Basic Terms For Python3
Basic Terms For Python3
Errors: Humans are prone to making mistakes. Humans are also typically in
charge of creating computer programs. To compensate, programming languages
attempt to understand and explain mistakes made in their programs.
Python refers to these mistakes as errors and will point to the location where an
error occurred with a ^ character. When programs throw errors that we didn’t expect
to encounter we call those errors bugs. Programmers call the process of updating
the program so that it no longer produces unexpected errors debugging.
SyntaxError means there is something wrong with the way your program is
written — punctuation that does not belong, a command where it is not
expected, or a missing parenthesis can all trigger a SyntaxError.
A NameError occurs when the Python interpreter sees a word it does not
recognize. Code that contains something that looks like a variable but was
never defined will throw a NameError.
Numbers: Computers can understand much more than just strings of text.

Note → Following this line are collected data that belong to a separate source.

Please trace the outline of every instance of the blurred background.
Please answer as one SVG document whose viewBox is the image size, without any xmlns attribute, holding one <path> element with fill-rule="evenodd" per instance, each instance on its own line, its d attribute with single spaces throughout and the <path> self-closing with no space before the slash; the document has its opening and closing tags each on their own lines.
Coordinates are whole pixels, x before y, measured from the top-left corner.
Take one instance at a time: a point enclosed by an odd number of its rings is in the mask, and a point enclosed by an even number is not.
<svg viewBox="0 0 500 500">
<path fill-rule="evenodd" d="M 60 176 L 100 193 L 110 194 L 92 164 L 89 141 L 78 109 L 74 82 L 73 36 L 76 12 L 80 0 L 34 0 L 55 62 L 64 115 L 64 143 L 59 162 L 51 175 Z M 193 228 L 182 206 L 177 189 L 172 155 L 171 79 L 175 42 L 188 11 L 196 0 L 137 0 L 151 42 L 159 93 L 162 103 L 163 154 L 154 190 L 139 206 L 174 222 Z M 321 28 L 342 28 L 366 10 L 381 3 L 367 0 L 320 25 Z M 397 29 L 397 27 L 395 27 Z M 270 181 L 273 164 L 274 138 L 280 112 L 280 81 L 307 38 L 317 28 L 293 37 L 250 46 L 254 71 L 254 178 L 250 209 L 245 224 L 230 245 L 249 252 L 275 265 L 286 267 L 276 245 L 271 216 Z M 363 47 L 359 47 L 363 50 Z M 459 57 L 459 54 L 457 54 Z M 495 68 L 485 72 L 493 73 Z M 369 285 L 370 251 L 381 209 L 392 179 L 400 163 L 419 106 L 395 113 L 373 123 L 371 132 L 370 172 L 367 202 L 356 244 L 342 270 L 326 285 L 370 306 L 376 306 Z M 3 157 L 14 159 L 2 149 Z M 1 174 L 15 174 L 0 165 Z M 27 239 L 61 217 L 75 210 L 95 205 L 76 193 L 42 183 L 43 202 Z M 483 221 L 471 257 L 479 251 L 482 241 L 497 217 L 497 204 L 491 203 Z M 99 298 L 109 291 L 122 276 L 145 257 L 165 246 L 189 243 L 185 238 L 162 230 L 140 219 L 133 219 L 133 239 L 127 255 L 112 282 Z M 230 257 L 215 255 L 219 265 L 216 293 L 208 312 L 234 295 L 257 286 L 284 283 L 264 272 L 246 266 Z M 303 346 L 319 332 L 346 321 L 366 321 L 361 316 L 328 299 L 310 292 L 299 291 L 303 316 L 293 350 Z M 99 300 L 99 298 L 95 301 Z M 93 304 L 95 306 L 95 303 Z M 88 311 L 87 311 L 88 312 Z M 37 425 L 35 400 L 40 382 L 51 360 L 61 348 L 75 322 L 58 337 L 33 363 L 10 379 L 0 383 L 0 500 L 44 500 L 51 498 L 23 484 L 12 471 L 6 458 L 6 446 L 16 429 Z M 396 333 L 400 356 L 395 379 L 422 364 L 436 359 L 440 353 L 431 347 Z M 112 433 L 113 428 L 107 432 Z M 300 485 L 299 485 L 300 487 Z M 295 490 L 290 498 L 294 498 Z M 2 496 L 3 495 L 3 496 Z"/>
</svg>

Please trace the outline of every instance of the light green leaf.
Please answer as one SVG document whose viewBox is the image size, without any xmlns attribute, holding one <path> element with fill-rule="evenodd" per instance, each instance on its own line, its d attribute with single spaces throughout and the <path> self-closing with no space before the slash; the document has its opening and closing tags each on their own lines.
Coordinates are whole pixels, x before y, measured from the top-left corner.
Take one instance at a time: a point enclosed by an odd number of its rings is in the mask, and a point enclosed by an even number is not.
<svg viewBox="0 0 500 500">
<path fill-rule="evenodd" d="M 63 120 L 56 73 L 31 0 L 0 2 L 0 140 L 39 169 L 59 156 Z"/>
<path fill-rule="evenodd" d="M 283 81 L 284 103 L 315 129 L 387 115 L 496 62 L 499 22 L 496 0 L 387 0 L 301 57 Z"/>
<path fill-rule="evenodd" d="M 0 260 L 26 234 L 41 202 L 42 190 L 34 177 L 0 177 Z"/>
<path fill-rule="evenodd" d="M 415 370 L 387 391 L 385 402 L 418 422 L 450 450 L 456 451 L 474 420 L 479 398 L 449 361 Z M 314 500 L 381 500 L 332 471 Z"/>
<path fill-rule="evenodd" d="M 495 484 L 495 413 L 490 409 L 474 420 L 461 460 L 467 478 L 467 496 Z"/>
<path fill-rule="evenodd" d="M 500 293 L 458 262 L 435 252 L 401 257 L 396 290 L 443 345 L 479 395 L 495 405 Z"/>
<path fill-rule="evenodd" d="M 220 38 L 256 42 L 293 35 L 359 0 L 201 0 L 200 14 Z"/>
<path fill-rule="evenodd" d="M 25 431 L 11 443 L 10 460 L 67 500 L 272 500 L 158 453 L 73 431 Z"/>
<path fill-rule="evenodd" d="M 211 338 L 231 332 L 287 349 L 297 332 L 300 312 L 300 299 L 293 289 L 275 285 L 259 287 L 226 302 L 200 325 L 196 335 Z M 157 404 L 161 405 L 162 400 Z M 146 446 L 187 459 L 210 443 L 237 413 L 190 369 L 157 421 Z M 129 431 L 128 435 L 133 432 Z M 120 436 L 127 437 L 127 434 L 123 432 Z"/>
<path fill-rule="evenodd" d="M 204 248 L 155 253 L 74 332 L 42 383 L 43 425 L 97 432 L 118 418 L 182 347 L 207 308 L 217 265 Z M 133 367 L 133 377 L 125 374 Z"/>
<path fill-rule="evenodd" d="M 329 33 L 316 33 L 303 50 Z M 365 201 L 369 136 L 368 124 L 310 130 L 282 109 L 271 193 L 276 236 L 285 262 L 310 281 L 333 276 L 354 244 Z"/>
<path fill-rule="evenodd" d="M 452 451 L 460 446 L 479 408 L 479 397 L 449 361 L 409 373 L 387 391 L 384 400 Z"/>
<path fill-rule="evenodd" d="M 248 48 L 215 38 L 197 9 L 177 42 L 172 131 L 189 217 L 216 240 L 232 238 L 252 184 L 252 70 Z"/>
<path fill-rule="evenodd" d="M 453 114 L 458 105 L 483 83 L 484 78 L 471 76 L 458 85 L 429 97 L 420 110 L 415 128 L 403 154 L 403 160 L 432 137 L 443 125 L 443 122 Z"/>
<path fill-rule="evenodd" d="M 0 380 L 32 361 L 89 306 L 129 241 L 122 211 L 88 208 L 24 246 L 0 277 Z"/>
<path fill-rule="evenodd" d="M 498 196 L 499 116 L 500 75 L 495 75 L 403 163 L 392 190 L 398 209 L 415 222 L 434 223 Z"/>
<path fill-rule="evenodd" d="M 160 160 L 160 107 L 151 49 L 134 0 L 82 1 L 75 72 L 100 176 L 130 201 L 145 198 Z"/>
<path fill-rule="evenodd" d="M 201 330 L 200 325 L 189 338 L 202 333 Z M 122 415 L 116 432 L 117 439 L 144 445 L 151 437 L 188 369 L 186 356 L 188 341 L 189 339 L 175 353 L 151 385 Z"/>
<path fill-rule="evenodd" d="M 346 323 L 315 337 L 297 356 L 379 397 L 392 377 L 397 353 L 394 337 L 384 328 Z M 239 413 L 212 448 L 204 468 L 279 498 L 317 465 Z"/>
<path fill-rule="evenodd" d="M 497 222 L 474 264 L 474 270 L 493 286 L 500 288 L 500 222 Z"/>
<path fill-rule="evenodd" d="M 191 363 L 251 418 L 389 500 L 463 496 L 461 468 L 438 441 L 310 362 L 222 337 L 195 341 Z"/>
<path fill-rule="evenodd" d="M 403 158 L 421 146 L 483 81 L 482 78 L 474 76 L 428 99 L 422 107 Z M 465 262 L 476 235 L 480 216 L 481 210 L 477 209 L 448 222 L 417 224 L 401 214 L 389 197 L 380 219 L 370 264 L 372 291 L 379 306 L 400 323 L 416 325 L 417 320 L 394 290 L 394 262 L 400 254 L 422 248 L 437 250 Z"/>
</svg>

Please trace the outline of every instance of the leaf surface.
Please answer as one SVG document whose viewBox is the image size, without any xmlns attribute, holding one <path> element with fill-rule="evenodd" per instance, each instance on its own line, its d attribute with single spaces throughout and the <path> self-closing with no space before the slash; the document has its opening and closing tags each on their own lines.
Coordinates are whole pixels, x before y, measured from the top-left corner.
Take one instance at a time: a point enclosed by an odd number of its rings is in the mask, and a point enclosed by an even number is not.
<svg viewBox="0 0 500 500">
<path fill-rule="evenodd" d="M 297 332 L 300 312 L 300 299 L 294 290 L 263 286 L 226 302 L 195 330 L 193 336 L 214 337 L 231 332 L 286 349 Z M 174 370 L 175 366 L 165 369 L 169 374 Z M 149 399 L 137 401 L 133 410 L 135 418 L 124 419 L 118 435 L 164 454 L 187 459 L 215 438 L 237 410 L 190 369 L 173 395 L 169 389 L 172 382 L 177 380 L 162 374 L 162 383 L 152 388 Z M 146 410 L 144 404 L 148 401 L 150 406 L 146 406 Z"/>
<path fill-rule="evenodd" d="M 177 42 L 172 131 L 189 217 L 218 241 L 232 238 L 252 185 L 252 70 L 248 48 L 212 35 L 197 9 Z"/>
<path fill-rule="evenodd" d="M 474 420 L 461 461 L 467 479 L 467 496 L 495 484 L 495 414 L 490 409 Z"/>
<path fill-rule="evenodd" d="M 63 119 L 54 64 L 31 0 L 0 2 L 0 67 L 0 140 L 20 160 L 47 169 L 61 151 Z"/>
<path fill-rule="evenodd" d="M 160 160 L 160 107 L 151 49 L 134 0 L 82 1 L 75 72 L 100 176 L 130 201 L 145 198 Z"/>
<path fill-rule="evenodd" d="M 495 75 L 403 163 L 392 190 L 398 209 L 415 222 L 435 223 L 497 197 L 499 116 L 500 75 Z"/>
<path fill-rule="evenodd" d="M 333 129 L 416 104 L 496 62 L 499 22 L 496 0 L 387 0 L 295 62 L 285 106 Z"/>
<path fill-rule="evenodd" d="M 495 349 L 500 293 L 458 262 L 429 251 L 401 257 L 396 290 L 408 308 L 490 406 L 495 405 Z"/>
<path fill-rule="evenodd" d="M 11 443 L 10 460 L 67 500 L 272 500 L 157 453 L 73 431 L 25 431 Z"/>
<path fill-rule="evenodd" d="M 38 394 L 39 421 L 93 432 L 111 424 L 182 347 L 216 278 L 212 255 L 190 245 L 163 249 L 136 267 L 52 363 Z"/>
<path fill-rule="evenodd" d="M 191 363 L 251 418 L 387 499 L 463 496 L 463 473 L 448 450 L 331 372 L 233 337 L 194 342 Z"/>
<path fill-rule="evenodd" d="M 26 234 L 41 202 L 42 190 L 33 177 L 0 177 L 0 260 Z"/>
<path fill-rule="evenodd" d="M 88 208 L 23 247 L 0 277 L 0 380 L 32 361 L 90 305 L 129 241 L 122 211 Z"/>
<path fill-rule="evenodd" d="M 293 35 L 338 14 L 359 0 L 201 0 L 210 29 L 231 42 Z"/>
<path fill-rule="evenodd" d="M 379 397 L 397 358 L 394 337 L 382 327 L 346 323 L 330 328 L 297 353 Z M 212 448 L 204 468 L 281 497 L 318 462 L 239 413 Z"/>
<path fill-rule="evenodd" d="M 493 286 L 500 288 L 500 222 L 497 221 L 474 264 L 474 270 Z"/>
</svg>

Python has a few numeric data types. It has multiple ways of storing numbers. Which
one you use depends on your intended purpose for the number you are saving.
An integer, or int, is a whole number. It has no decimal point and contains all
counting numbers (1, 2, 3, …) as well as their negative counterparts and the number
0. If you were counting the number of people in a room, the number of jellybeans in
a jar, or the number of keys on a keyboard you would likely use an integer.
Notice that when we perform division, the result has a decimal place. This is
because Python converts all ints to floats before performing division. In older
versions of Python (2.7 and earlier) this conversion did not happen, and integer
division would always round down to the nearest integer.
Division can throw its own special error: ZeroDivisionError. Python will raise this
error when attempting to divide by 0.